Das Ziel: Autonomie mit Leitplanken. Teams können eigenständig arbeiten, wissen aber, wann und wie sie sich abstimmen sollten.

Fazit: Menschen machen Systeme erfolgreich

Das beste Design-System der Welt scheitert ohne die richtigen Menschen, Prozesse und Strukturen drumherum.
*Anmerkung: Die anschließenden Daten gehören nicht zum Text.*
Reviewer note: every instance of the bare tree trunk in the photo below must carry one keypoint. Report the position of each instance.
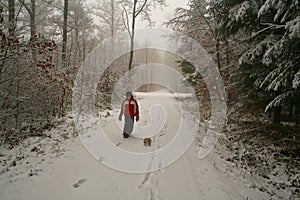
(32, 19)
(65, 31)
(112, 4)
(11, 17)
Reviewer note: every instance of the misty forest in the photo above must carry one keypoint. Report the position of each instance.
(255, 45)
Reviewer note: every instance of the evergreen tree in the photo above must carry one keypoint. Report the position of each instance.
(269, 66)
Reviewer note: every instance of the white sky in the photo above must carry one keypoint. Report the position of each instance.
(159, 16)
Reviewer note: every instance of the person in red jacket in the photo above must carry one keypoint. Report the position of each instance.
(129, 109)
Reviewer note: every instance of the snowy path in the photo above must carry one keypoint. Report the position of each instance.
(75, 174)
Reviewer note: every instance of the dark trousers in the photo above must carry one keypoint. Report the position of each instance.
(128, 126)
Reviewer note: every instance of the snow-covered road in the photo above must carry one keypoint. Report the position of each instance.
(65, 169)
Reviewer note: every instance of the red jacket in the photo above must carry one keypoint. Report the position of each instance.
(130, 108)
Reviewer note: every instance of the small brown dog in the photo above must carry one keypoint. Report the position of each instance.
(147, 141)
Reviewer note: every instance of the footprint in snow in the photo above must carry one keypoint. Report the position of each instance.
(79, 183)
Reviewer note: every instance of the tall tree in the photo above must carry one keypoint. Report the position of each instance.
(134, 9)
(65, 33)
(11, 17)
(269, 64)
(110, 17)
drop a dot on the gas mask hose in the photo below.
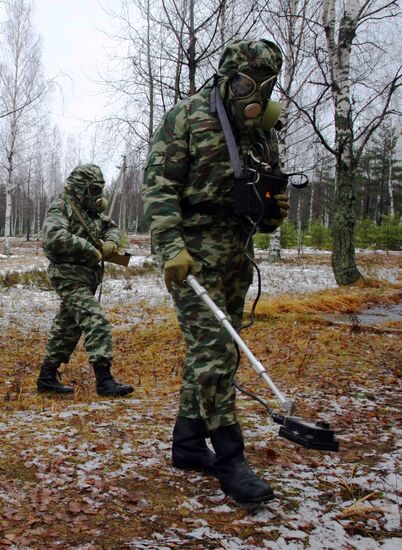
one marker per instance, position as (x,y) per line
(253,230)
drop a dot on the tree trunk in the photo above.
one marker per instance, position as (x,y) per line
(7,223)
(274,252)
(343,226)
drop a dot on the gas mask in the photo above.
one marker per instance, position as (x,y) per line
(249,102)
(94,200)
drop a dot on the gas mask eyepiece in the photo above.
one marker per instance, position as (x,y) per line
(242,86)
(95,202)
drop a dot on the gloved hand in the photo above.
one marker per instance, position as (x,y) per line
(176,270)
(282,202)
(109,248)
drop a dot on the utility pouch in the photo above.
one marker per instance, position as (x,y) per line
(254,192)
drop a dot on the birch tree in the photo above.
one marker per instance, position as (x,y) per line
(22,85)
(360,79)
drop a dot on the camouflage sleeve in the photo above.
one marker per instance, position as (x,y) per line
(164,178)
(110,230)
(58,239)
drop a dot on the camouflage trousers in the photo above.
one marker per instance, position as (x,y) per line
(207,389)
(79,313)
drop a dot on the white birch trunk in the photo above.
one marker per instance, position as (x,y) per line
(7,223)
(391,190)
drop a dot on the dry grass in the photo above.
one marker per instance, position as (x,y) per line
(349,299)
(321,363)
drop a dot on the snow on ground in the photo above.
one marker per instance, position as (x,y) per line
(63,459)
(35,308)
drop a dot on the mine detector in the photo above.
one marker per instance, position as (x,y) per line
(311,435)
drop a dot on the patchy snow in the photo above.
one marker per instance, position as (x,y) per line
(64,451)
(21,305)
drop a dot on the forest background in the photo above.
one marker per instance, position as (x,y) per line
(339,87)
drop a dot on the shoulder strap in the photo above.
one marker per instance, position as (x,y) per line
(217,106)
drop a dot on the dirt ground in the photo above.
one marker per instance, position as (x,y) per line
(90,473)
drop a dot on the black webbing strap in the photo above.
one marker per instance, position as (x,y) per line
(218,107)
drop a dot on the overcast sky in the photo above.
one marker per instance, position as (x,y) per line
(74,49)
(73,44)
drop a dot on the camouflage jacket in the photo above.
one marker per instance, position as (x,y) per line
(67,244)
(188,164)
Governance ist nicht das notwendige Übel, sondern der Erfolgsfaktor.

Ein gut geführtes System:

  • Gibt Teams Sicherheit beim Experimentieren
  • Macht Entscheidungen nachvollziehbar und fair
  • Schafft Räume für Feedback und Evolution
  • Balanciert Konsistenz mit Innovation

Governance ist kein Projekt, das man einmal macht. Es ist ein kontinuierlicher Prozess, der mit dem System mitwächst – von Governance Light bei kleinen Teams bis zu formalen Strukturen in Großkonzernen, nach dem Prinzip form follows function.

Wer sein Design-System technisch perfekt aufbaut, aber die sozialen Aspekte vernachlässigt, baut ein Monument und kein Werkzeug.

Die erfolgreichsten Design-Systeme sind nicht die technisch ausgefeiltesten, sondern die, die ihre Nutzer verstehen, ihnen vertrauen und strukturierte Wege für Zusammenarbeit schaffen.

Design-Systeme sind soziale Systeme. Zeit, sie auch so zu behandeln.